AI agents can choose tools and chain actions, so the risk is not just harmful output. The governance problem becomes delegated execution, where an agent can misuse allowed access, combine steps unexpectedly, or continue beyond the intent of the original request. That is why red teaming must cover tool use and action paths, not only prompts.
Why This Matters for Security Teams
AI agents do not just generate content; they can initiate actions, invoke tools, and keep pursuing a goal after the original prompt has ended. That changes red teaming from testing for unsafe text into testing for delegated execution. Security teams need to understand whether an agent can overreach through valid credentials, chain permitted steps into an unintended outcome, or expose secrets while still appearing to “work as designed.” Current guidance from the OWASP Agentic AI Top 10 and NIST AI Risk Management Framework makes clear that runtime behavior, not just model output, is the real risk surface.
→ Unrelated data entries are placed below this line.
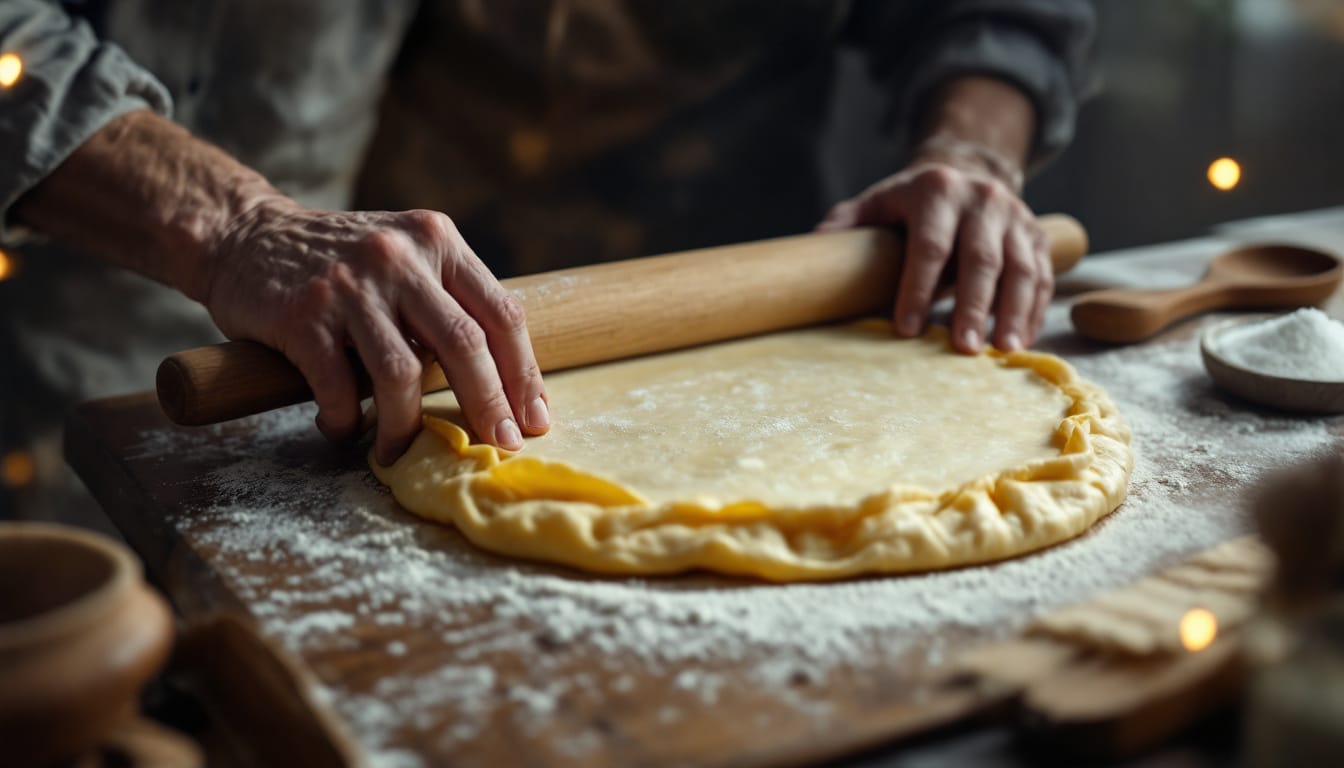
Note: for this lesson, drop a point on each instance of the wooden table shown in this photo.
(328, 626)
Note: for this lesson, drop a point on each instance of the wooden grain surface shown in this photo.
(160, 501)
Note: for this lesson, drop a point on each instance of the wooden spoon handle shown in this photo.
(1128, 315)
(610, 311)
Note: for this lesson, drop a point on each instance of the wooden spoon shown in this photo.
(1249, 276)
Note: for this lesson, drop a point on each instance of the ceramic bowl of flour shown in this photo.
(1292, 362)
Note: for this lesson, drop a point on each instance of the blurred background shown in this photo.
(1175, 88)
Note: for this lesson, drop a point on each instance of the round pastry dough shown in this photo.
(803, 455)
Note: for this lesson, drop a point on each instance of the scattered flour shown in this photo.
(1305, 344)
(282, 510)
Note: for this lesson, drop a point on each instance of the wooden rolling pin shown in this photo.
(618, 310)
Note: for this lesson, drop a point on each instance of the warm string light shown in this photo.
(18, 470)
(1198, 628)
(11, 67)
(1225, 172)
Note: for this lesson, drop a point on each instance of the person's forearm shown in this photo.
(983, 120)
(147, 195)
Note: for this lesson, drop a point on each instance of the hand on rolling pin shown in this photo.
(958, 205)
(309, 283)
(147, 195)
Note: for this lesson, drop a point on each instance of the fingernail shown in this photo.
(507, 435)
(536, 416)
(910, 324)
(971, 339)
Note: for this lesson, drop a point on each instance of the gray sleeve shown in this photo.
(1040, 46)
(73, 84)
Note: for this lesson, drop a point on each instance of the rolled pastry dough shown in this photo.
(803, 455)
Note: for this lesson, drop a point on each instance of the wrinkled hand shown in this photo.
(313, 283)
(956, 211)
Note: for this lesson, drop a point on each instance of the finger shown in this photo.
(1016, 291)
(1044, 288)
(460, 344)
(930, 233)
(499, 314)
(979, 265)
(327, 370)
(395, 371)
(504, 322)
(842, 215)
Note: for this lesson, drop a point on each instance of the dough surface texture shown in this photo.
(803, 455)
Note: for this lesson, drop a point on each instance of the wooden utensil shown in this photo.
(1266, 389)
(1243, 277)
(610, 311)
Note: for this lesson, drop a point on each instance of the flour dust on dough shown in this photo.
(803, 455)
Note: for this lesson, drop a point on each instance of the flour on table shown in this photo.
(1196, 455)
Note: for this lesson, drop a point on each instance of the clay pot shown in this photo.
(79, 635)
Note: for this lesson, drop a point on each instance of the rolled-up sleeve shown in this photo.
(73, 84)
(1040, 46)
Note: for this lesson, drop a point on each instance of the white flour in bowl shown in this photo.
(1305, 344)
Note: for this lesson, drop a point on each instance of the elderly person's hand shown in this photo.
(958, 205)
(394, 287)
(312, 283)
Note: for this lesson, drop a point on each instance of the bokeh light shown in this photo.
(1198, 628)
(1225, 172)
(18, 468)
(11, 67)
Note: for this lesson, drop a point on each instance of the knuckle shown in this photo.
(938, 180)
(382, 249)
(464, 336)
(495, 404)
(1024, 265)
(434, 225)
(398, 369)
(510, 311)
(983, 258)
(926, 245)
(991, 193)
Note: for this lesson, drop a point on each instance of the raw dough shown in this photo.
(803, 455)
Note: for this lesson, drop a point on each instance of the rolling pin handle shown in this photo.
(606, 311)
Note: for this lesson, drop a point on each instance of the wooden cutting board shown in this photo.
(160, 499)
(268, 692)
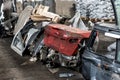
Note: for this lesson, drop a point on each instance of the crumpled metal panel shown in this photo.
(96, 67)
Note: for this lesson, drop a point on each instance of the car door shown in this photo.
(101, 64)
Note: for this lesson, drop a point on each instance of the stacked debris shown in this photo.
(95, 9)
(40, 13)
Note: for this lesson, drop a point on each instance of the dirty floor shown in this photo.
(11, 68)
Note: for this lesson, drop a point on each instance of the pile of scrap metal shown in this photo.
(39, 35)
(7, 18)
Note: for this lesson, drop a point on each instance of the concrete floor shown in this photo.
(11, 68)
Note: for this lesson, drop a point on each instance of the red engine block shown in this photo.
(63, 38)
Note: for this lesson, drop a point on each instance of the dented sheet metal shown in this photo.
(101, 66)
(23, 18)
(23, 37)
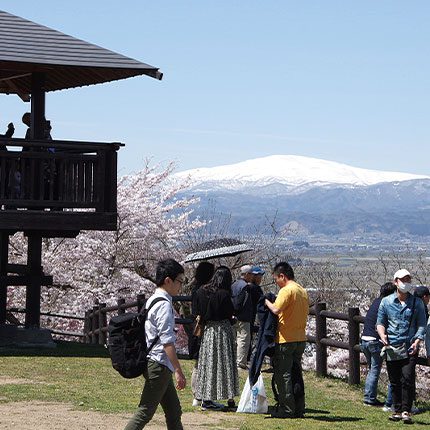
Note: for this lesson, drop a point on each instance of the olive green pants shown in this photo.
(285, 355)
(158, 389)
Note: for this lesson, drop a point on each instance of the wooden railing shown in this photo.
(40, 174)
(95, 331)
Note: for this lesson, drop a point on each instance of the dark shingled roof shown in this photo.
(67, 62)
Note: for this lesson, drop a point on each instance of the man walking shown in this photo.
(400, 325)
(242, 304)
(162, 359)
(292, 308)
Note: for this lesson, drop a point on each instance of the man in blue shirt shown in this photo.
(401, 324)
(371, 347)
(162, 359)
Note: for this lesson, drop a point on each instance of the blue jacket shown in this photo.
(396, 318)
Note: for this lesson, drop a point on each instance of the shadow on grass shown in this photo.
(63, 349)
(334, 418)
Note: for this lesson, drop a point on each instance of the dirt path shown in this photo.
(59, 416)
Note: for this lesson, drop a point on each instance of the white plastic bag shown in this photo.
(253, 400)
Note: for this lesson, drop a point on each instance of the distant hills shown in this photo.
(321, 196)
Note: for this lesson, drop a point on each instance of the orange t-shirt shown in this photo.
(293, 302)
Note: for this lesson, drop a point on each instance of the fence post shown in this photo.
(320, 333)
(354, 339)
(94, 324)
(141, 300)
(102, 323)
(120, 302)
(87, 326)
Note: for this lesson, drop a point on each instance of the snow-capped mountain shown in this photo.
(321, 196)
(293, 173)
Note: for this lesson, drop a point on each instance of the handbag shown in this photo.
(395, 352)
(199, 327)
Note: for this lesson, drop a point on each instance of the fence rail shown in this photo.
(95, 330)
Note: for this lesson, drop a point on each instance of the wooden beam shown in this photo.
(4, 251)
(34, 260)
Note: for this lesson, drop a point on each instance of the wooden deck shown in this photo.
(57, 186)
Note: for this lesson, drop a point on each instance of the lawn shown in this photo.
(82, 375)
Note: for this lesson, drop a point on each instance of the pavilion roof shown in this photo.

NHIMG research shows this is not theoretical: in SailPoint’s AI Agents: The New Attack Surface report, 80% of organisations said their AI agents had already performed actions beyond intended scope. In practice, many security teams encounter agent misuse only after tool access has already been granted and an action trail has been created, rather than through intentional red-team discovery.How It Works in Practice
Ordinary AI applications are usually assessed like decision systems: what did the model say, and did it leak or hallucinate? Agentic systems need a different test plan because the model may choose between tools, sequence those tools, and adapt its path based on intermediate results. That means red teaming should examine the full action chain: prompt injection, tool selection, credential use, data retrieval, lateral movement, and post-task continuation. NHIMG’s OWASP NHI Top 10 and the CSA MAESTRO agentic AI threat modeling framework both point toward the same operational shift: treat the agent as a workload with an identity, not as a static application instance.That leads to practical controls that red teams should challenge directly:
- Does the agent get just-in-time, task-scoped credentials, or does it hold long-lived secrets?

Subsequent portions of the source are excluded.